Menuju Kaki Gunung Putri
Mengapa kita berhenti di Cipanas?, bukankah untuk naik gunung harus ke Cibodas karena disana pintu utama untuk naik menuju Gunung Gede-Pangrango (Jalur yang dilewati adalah dari Cibodas – melewati Gunung Pangrango - menuju puncak dan kawah Gunung Gede- kemudian turun melalui Gunung Putri dan menuju Cipanas). Memang sengaja kami naik gunung melewati kaki bukit Gunung Putri, disana jarang ada petugas penjaga kawasan hutan (Petugas Hutan Pengawas Cagar Alam – PHPA). Selain itu, kami tidak memiliki surat ijin mendaki karena tidak memberitahukan sebelumnya dan mendaftar agar memperoleh surat ijin Mendaki gunung (lagi pula kagak ada uang bro!,... buat bayar pendaftarannya), dan kami tidak punya Surat Pengantar dari sekolah(namanya juga bolos, pastinya kagak ijin dari sekolah).
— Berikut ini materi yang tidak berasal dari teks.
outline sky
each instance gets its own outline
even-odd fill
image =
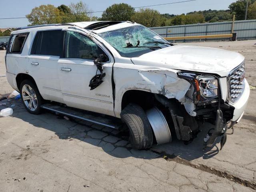
[[[88,8],[94,11],[104,11],[114,3],[126,3],[133,7],[168,3],[184,0],[82,0]],[[70,2],[76,3],[79,0],[2,0],[0,3],[0,18],[10,17],[24,17],[30,13],[35,7],[42,4],[51,4],[56,7],[64,4],[68,5]],[[158,10],[161,14],[180,14],[194,11],[228,9],[228,6],[236,0],[196,0],[195,1],[176,4],[155,6],[149,7]],[[102,13],[94,13],[93,16],[101,16]],[[18,27],[26,26],[29,24],[26,18],[0,19],[0,28]]]

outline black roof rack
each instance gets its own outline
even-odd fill
[[[85,29],[90,30],[97,30],[102,29],[105,27],[108,27],[110,25],[115,25],[119,23],[124,22],[124,21],[102,21],[102,22],[98,22],[88,25],[84,28]]]
[[[69,23],[60,23],[58,24],[43,24],[42,25],[32,25],[32,26],[27,26],[26,27],[20,27],[17,29],[17,30],[20,30],[22,29],[30,29],[31,28],[35,28],[39,27],[44,27],[46,26],[74,26],[75,25],[73,24],[70,24]]]

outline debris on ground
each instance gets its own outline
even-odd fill
[[[16,100],[18,100],[18,99],[20,98],[20,94],[19,94],[18,95],[16,96],[15,97],[14,97],[14,99],[15,99]]]
[[[251,89],[252,90],[254,90],[256,89],[256,87],[254,87],[254,86],[252,86],[252,85],[250,86],[250,89]]]
[[[67,120],[69,120],[69,118],[68,118],[66,116],[64,116],[63,118],[64,118],[65,119],[66,119]]]
[[[1,111],[0,111],[0,116],[7,117],[7,116],[12,115],[13,113],[13,111],[12,108],[6,108],[2,109]]]
[[[2,101],[2,100],[4,100],[4,99],[6,99],[7,98],[6,97],[2,97],[2,98],[0,98],[0,101]]]
[[[17,96],[17,95],[19,94],[20,94],[20,93],[19,93],[16,90],[14,90],[12,92],[12,93],[11,93],[9,95],[9,96],[8,96],[8,97],[7,97],[7,98],[8,98],[8,99],[10,99],[10,98],[12,98],[12,97],[15,97],[15,96]]]

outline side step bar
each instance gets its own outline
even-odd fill
[[[64,107],[50,104],[42,105],[41,107],[68,116],[81,119],[114,129],[118,130],[122,126],[121,121],[119,119],[97,113],[69,107]]]

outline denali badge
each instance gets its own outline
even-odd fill
[[[101,96],[102,97],[110,97],[109,95],[102,95],[98,93],[96,93],[95,95],[96,95],[97,96]]]

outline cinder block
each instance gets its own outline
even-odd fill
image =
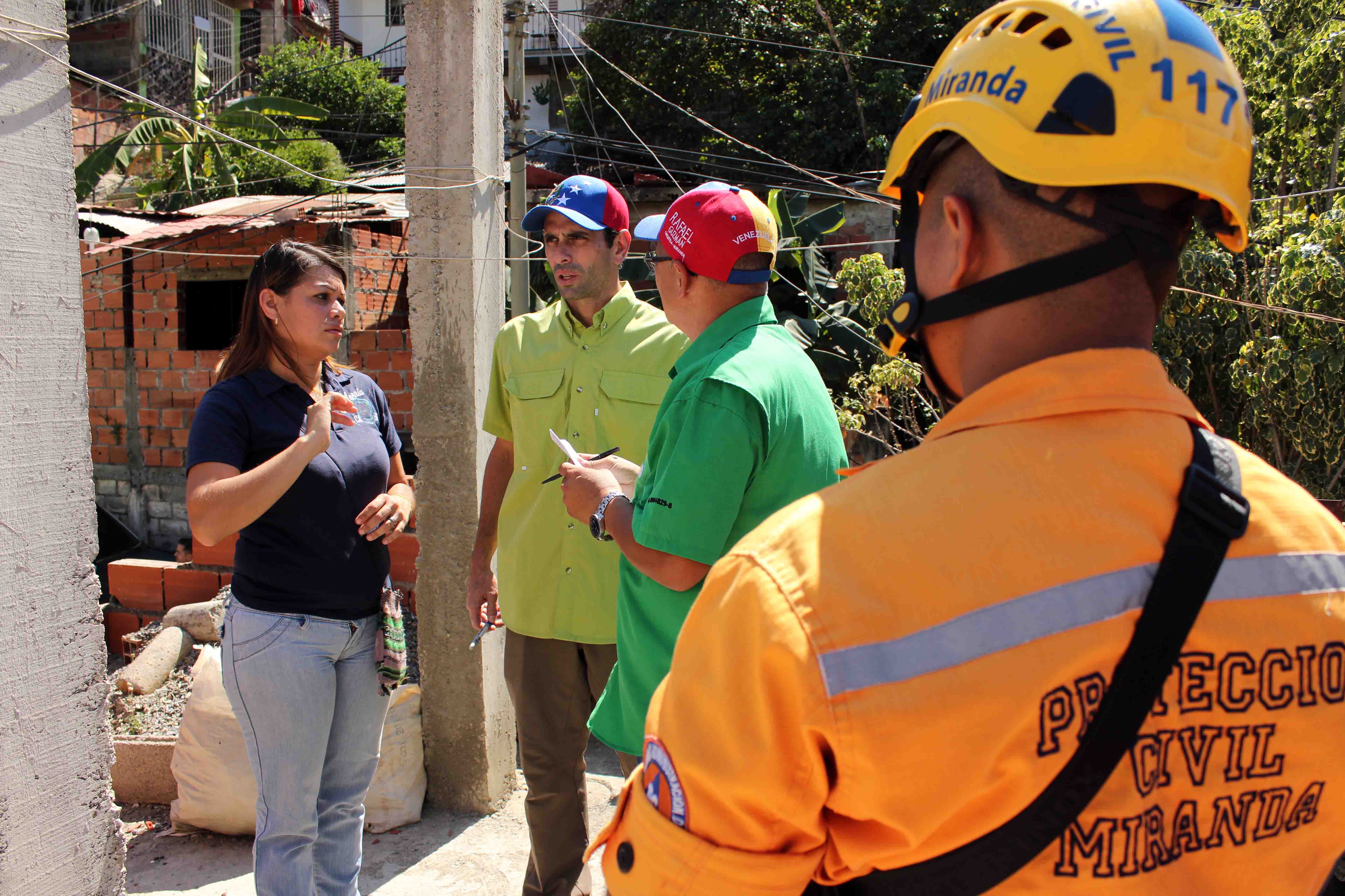
[[[113,560],[108,564],[108,591],[132,610],[164,611],[164,568],[171,560]]]
[[[238,544],[237,533],[214,547],[207,547],[194,537],[191,540],[191,562],[196,566],[231,567],[235,544]]]
[[[171,803],[178,798],[172,751],[178,737],[113,737],[112,791],[118,803]]]
[[[213,600],[218,592],[218,572],[195,570],[190,563],[164,570],[164,610],[172,610],[183,603]]]
[[[121,656],[121,638],[140,630],[140,617],[114,603],[102,604],[102,629],[108,638],[108,654]]]
[[[404,535],[387,545],[387,552],[393,560],[393,582],[414,582],[420,540],[414,535]]]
Karena waktu sudah menjelang malam di Pasar Cipanas, terlihat beberapa toko sudah tutup dan sebagian mereka sedang membereskan barang dagangannya. Kami pun segera beristirahat di emperan toko yang tutup, dan mempersilahkan mereka membuka perbekalan makanan. “ Ayo kita istirahat sebentar, dari pasar ini nanti kita harus jalan kaki menuju kaki bukit gunung Putri....”. Walau terlihat letih dan muka pucat pasi, terlihat ada kegembiraan di wajah-wajah ‘anak mami’ seraya berkata saat makan “kalau gue di rumah, jika mau makan harus cuci tangan dulu nih!...”, saya hanya menggeleng tersenyum melihat tingkah mereka.
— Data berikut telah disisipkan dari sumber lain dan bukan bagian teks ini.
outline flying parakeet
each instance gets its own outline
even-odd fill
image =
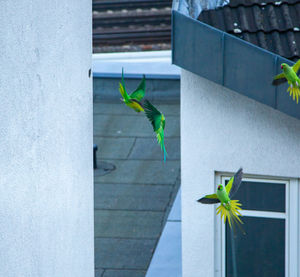
[[[287,81],[289,84],[287,92],[290,92],[290,96],[293,94],[293,100],[295,100],[296,97],[298,104],[300,96],[300,79],[297,76],[297,72],[300,68],[300,60],[298,60],[293,66],[282,63],[280,67],[283,72],[274,77],[272,84],[277,86]]]
[[[242,210],[240,208],[241,203],[239,203],[239,200],[231,200],[241,185],[242,177],[243,169],[240,168],[235,175],[231,177],[225,188],[220,184],[218,185],[216,193],[205,195],[197,200],[202,204],[215,204],[221,202],[221,205],[217,207],[217,214],[221,213],[221,219],[224,217],[224,223],[228,220],[230,228],[232,228],[232,225],[235,223],[241,229],[240,225],[243,224],[239,218],[241,215],[239,210]],[[244,233],[243,230],[242,232]]]
[[[144,108],[142,103],[140,102],[145,96],[145,75],[143,75],[143,79],[137,89],[132,92],[130,95],[126,92],[124,77],[123,77],[123,69],[122,69],[122,81],[119,87],[120,93],[123,98],[121,100],[130,108],[134,109],[136,112],[143,112]]]
[[[166,161],[167,151],[164,143],[165,116],[157,110],[148,100],[145,100],[144,109],[146,116],[152,124],[153,130],[156,133],[157,142],[164,153],[164,162]]]

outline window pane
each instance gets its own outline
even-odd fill
[[[226,277],[284,277],[285,220],[245,216],[242,220],[246,235],[237,229],[232,237],[226,227]]]
[[[285,212],[285,184],[242,182],[233,199],[240,200],[244,210]]]

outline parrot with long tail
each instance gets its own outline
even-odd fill
[[[125,89],[125,82],[124,82],[124,75],[123,75],[123,69],[122,69],[122,81],[120,83],[120,93],[123,98],[121,100],[130,108],[134,109],[136,112],[143,112],[144,107],[143,104],[140,102],[144,96],[145,96],[145,75],[143,75],[143,79],[141,80],[139,86],[135,91],[133,91],[131,94],[128,94]]]
[[[164,130],[166,125],[165,116],[158,109],[156,109],[148,100],[145,100],[144,109],[146,116],[152,124],[153,131],[156,133],[157,142],[164,153],[165,162],[167,157],[167,151],[164,142]]]
[[[293,95],[293,100],[296,99],[298,104],[300,96],[300,79],[297,72],[300,68],[300,60],[298,60],[293,66],[282,63],[280,67],[283,72],[274,77],[272,84],[277,86],[287,81],[289,84],[287,92],[290,93],[290,96]]]
[[[232,200],[231,198],[238,191],[243,177],[243,169],[240,168],[234,176],[232,176],[224,187],[223,185],[218,185],[217,191],[214,194],[208,194],[197,200],[202,204],[216,204],[221,203],[220,206],[217,207],[217,214],[221,214],[221,219],[224,218],[224,224],[228,221],[229,227],[232,229],[233,225],[236,224],[243,233],[245,233],[241,224],[243,224],[242,220],[239,218],[241,216],[240,210],[241,203],[239,200]]]

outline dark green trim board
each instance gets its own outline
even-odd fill
[[[172,11],[172,63],[300,119],[287,84],[272,86],[280,64],[293,62],[188,16],[185,0]]]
Setelah selesai istirahat, kami pun melanjutkan perjalanan dengan berjalan kaki. Perjalanan menuju kaki bukit Gunung Putri melewati rumah-rumah penduduk perkampungan dan pastinya menanjak. Dengan terseok-seok dan terengah-engah mereka berjalan, bahkan ada yang sudah merasa ngantuk dan salah seorang celetuk, “Kenapa gue ikut-ikutan susah begini ya?,.. padahal kalau malam begini di rumah, gue udah tidur nyenyak dengan kasur empuk!”. Seketika rombongan berhenti sejenak seraya memandangnya dan serempak berkata “kalau lu mau,......pulang aja sendiri !!!”.
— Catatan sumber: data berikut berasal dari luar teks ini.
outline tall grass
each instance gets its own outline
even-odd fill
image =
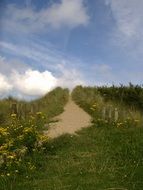
[[[35,169],[33,159],[43,153],[49,140],[44,126],[63,111],[67,101],[68,89],[60,87],[32,102],[1,100],[0,174],[4,180]]]

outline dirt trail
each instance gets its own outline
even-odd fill
[[[49,130],[45,132],[51,138],[65,133],[73,134],[83,127],[88,127],[91,121],[91,117],[71,99],[65,106],[64,112],[57,119],[59,121],[52,124]]]

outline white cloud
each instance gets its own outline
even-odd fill
[[[76,85],[86,85],[81,72],[74,68],[68,68],[64,64],[59,64],[58,69],[61,76],[58,78],[58,85],[72,89]]]
[[[12,90],[12,85],[8,82],[7,78],[0,73],[0,95]]]
[[[55,88],[57,79],[49,71],[27,70],[24,74],[11,75],[14,88],[28,96],[41,96]]]
[[[15,5],[7,6],[1,18],[3,30],[9,32],[46,32],[49,27],[74,28],[87,25],[89,16],[83,0],[61,0],[52,3],[47,8],[35,10],[32,7],[19,8]]]
[[[75,85],[86,84],[82,74],[66,60],[56,65],[55,76],[48,70],[40,72],[23,66],[20,68],[20,62],[14,64],[15,67],[11,63],[14,62],[0,57],[0,97],[12,95],[20,99],[33,99],[45,95],[56,86],[72,89]]]

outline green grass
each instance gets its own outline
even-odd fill
[[[1,190],[142,190],[143,129],[92,126],[49,141],[37,169],[1,178]]]

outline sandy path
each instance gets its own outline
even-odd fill
[[[57,118],[59,121],[52,124],[46,131],[46,134],[51,138],[65,133],[73,134],[83,127],[88,127],[91,121],[91,117],[71,99],[65,106],[64,112]]]

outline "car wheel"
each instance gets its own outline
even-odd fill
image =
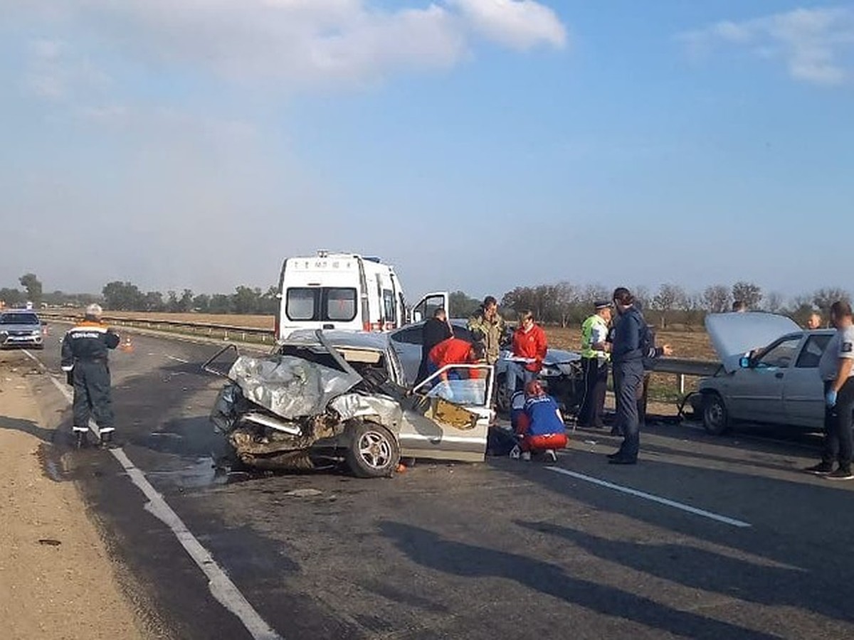
[[[727,405],[717,393],[703,396],[703,427],[712,435],[721,435],[729,429]]]
[[[401,462],[397,439],[374,422],[357,422],[350,432],[347,466],[360,478],[382,478],[395,473]]]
Akhirnya, kami pun sampai di kaki bukit Gunung Putri. Sayangnya hari sudah menjelang malam, suasana sebenarnya cukup indah, karena kami melewati perkebunan penduduk yang menanam sayuran kol, tomat, cabe, dsb. Namun keindahan malam pun sungguh terasa, kami memandang di kejauhan nampak lampu-lampu berkelap-kelip dibawah sana, ditambah suasana alam yang begitu terbuka dan dapat memandang langit yang disinari sang bulan yang malu-malu mengintip dibalik awan.
Sesaat berjalan di jalan setapak terdengar gemericik air di kiri dan kanan dan diiringi riuhnya suara burung-burung malam (termasuk burung hantu) yang mulai beranjak pergi mencari mangsa. Setibanya di sebuah pancuran pinggir jalan setapak, kami pun berhenti sejenak, “ Ayo kita istirahat sebentar,... kebetulan ada pancuran air. Silahkan kalian isi botol minuman yang kalian bawa”. Dasar anak mami, ada saja yang nyeletuk “Wah ini air mentah, harus dimasak dulu nih....”, kawan yang lain pun menyahut “ kenapa dari rumah lu kagak bawa kompor untuk masak air!,....lagi pula ini air pegunungan sudah pasti bersih”.
Cari Jalan Lain untuk Hindari Petugas Hutan
Tiba-tiba rombongan kami hentikan sejenak, terlihat dicela-cela pohon ada sinar lampu, kawan saya Wanto berkata “ Cak Bro kacau nih,... nampaknya di pos penjagaan ada petugas nih!”. Seraya berbisik saya memberitahukan teman-teman agar mematikan lampu senter saat berjalan, dan kawan saya yang lain (Si Bolo dan Iko) mencoba mencari jalan setapak yang lain untuk menghindari pos penjagaan. Dengan jalan mengendap-endap seraya berpegangan tangan, kami membimbing mereka berjalan untuk menghindari jalan menuju pos penjagaan tersebut.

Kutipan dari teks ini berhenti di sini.